As I have suggested in previous posts, everyone should spend the time and watch the full video below. It requires a few minutes but answers many questions. It is also useful to follow the links and understand the driving forces behind things.

https://archive.org/details/BuildingLibrariesTogether20141028?start=1418

On the positive side, there have been several excellent user submitted work-arounds. My thanks to those of you who post them.

Reply [edit]

Poster: garthus1 Date: Apr 22, 2015 10:43pm
Forum: texts Subject: Re: Hate this new format

Do Customers Really Know What They Want?

Alexis,

This will only be an abbreviated response. Actually, I have written something much more comprehensive but it is not completed as of yet. I have owned businesses for most of my life and I think that I have a good understanding of the customer or user perspective. I have also been involved in Academia for over 20 years; this (academia) was not a good experience. If they were the types of 'power users' which you interviewed, than I am not surprised that the interface works and looks the way that it does. The hallmark of academia is impracticality, know-it-all-ism, and definitely not the desire to produce optimal results. Education today functions in the 21st century using 18th century pedagogy (with some wonderful exceptions ... but not enough). They are the last people that I would ask for such advice. The content that I have put up on the Archive was done with spare time stolen from sleep and with a desire to produce the best items possible. No government or state funding here nor deep pockets-donors, so I was forced to innovate and be creative (even with my time). In the future the intention on my part is to have at least two full-time workers putting up content so I can transfer my physical collection to the Archive.. I really think that significant improvements could be made in the site concerning how items are placed into the Archive. If it were not for the collection pages I would have put up my own Archive for these items and I think that at least a 30% savings in wasted time could have been achieved … but I saw no reason to try to duplicate what the Archive is doing so I am willing to tolerate the time-wasting. However if I had to use the newer interface to upload items, that would have been too much wasted time. As I get older I become increasing less tolerant of wasting time and people who design systems that waste my time. If I can save 1/10 of a second of someone’s time on my website, I will do it even at some cost to myself. It seems to me that too many web-site developers often only make one's experience more wasteful as they create so-called improvements in sites.

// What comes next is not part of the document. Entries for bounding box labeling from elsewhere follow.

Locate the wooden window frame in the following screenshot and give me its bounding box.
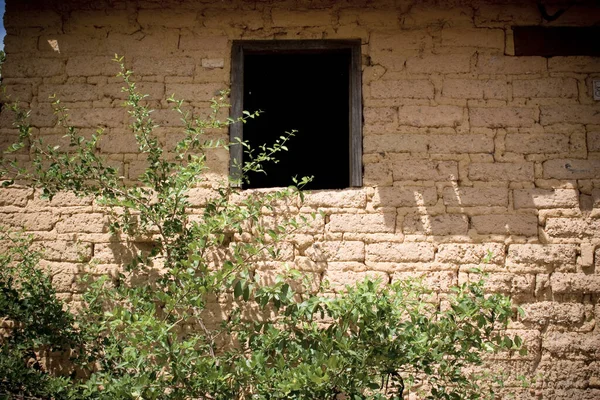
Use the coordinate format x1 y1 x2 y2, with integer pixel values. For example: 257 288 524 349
229 39 363 187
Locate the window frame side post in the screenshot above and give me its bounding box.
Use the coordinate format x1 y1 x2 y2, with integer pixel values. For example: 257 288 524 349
348 40 363 187
229 41 244 187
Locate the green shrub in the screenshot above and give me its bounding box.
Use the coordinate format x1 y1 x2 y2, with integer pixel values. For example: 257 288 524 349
0 59 521 400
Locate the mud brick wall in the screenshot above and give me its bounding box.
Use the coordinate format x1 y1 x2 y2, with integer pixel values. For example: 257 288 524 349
0 0 600 400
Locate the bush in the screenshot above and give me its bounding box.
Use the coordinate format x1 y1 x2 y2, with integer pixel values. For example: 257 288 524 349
0 58 521 399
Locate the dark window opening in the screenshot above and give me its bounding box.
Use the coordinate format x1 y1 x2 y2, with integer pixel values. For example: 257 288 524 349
230 40 362 189
513 26 600 57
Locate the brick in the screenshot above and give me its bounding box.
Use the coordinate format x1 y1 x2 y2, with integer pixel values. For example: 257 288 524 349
28 192 94 208
305 241 365 261
0 188 33 207
4 35 39 55
363 133 431 154
477 54 546 75
38 83 98 102
271 9 332 27
544 218 600 239
369 30 432 52
324 270 389 293
99 131 140 154
442 78 508 100
442 28 504 50
542 331 600 360
32 240 92 262
133 57 195 77
474 2 540 27
520 301 585 326
363 163 394 186
69 108 128 128
548 56 600 74
406 54 471 74
513 78 579 98
469 163 533 182
392 160 458 182
392 271 458 293
373 186 437 207
52 274 75 293
469 107 536 128
504 133 569 154
165 83 225 102
513 189 579 209
476 273 535 298
304 189 367 208
370 79 434 99
0 212 58 231
137 7 198 28
4 8 62 31
436 243 505 265
187 188 219 207
179 34 231 55
363 107 398 125
202 58 225 69
401 6 473 29
403 214 469 236
471 215 538 236
6 83 33 102
65 9 137 35
550 272 600 294
56 213 108 233
543 159 600 179
340 8 398 27
327 213 396 233
366 242 434 262
66 56 119 77
2 54 65 78
587 132 600 151
428 134 494 154
506 244 578 272
444 187 508 207
540 105 600 126
398 106 464 127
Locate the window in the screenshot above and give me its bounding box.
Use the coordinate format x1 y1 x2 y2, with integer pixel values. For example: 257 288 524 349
230 40 362 189
513 26 600 57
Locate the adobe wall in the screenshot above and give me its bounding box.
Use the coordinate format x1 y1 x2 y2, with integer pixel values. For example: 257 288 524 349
0 0 600 399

In closing … users in many cases do not really know what is better and often are impressed with what they believe or think looks better. This is why such surveys all must be taken with a grain-of-salt. I can show you what works better with bench-marking and I assure you that many of these so-called improvements have only increased the time it takes to upload and create items. Yes, we must be sensitive to what customers or users think they want … but we must also strive to make things work better and not waste people's time … this is what is called Optimization; and this is what actually drives Progress, Innovation, and System Usability.